Nieważne jest to co się ma, ale czym się dzieli z innymi." - Jan Paweł II

niedziela, 22 czerwca 2014

Babcia Jakubinka wróciła do domu :D

Witajcie Moi Mili :) Jestem już w domu. Wróciłem wczoraj po 18. Osiem dni, które spędziłem w sali reżimowej upłynęły na kilku przetoczeniach krwi i płytek. Towarzyszyła mi moja ukochana mama, która zawsze mnie wspiera i podtrzymuje na duchu. Ponieważ wyniki były ciągle niskie z dnia na dzień czekałem na tą dobrą wiadomość „Kuba możesz iść do domu!”. No i jestem w domu :D chociaż strach mnie nie opuszcza, bo w poniedziałek jadę na kolejne badania a płytki lichutkie i cieniutkie :/ Jeśli jeszcze spadną no to powtórka z historii.  Wiadomo.. :/ Wyjazd - kierunek Chorzów. Kolejna transfuzja. Staram się o tym nie myśleć, ale nie jest to takie łatwe, bo myśli same chodzą po głowie. Postanowiłem, że dzisiejsza niedziela będzie u mnie dniem kompletnego lenistwa i robienia byle, czego co osobiście uwielbiam.

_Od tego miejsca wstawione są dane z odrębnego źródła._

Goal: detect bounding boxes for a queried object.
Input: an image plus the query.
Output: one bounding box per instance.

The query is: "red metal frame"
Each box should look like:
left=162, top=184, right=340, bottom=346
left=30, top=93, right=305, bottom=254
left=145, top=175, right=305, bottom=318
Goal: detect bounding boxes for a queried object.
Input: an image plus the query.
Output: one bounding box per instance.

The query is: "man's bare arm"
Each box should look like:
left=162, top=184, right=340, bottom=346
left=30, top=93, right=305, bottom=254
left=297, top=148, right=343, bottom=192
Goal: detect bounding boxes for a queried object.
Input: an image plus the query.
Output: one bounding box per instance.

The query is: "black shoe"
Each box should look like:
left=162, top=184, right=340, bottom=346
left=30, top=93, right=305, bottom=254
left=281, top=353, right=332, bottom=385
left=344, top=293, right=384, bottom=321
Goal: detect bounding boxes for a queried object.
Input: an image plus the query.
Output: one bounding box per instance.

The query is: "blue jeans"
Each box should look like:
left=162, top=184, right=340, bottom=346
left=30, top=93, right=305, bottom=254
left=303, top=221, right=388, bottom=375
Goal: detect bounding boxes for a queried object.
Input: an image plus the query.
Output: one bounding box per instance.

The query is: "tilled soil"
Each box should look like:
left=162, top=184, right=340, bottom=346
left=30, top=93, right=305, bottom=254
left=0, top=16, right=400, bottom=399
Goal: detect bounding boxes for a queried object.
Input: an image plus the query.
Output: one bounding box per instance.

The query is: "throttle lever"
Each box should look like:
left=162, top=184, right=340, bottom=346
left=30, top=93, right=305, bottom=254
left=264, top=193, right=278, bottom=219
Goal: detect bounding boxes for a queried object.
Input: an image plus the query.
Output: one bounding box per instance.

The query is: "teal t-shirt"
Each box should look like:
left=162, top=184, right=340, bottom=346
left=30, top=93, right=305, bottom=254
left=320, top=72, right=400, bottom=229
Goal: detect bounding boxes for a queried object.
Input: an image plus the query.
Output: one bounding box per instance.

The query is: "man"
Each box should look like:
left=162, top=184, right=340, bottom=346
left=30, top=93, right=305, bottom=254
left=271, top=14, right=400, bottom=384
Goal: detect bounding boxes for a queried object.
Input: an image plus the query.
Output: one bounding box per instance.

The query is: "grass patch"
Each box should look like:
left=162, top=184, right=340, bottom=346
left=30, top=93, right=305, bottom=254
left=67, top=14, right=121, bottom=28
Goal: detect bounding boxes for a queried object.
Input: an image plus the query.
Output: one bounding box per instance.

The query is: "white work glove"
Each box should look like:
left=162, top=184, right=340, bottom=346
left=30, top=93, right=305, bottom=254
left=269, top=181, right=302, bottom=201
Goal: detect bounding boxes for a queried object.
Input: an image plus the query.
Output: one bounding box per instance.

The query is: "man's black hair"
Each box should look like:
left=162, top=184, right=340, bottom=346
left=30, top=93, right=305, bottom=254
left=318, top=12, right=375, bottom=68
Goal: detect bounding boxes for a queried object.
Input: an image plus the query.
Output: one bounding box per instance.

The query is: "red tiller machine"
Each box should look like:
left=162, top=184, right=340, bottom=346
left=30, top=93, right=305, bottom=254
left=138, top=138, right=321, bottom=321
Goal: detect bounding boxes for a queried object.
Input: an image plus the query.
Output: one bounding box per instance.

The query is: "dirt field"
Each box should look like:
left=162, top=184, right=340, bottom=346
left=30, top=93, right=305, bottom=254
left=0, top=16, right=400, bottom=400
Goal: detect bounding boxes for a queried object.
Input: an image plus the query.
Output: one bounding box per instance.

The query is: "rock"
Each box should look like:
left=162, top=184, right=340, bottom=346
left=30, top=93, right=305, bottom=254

Mam w sobie coś z lenia :P Tak przynajmniej mówi o mnie moja siostra Marta :) No i nie da się z tym nie zgodzić gdyż są czasem takie dni, że nie chce mi się kompletnie nic robić :D AHA ! Ponieważ muszę chronić głowę przed słońcem mama zakupiła mi białą chusteczkę. W upalne dni będę ją zakładał na styl piracki. Będę wówczas białym piratem. A póki, co wyglądam jak babcia babulinka :D Mam cichą nadzieję, że jutro nie spełni się ten czarny scenariusz i po badaniach zostanę w domu. Cały przyszły tydzień to wyjazdy na różne badania, które mają wykazać, jakie są efekty chemii przyjmowanej w ostatnim czasie. Czy jest ona skuteczna…? O dalszych moich losach napiszę Wam później. Trzymajcie za mnie kciuki jak zawsze. Kolejny raz dziękuję Wam za wsparcie i okazywaną mi pomoc zasilającą zbiórkę mojego leczenia. Dziękujęęęęę…..!!!!!!!!!!!!!!!


Wasza babcia Jakubinka :) 










1 komentarz:

  1. Kubuś trzymam mocno kciuki:) Pozdrawiam Cię serdecznie.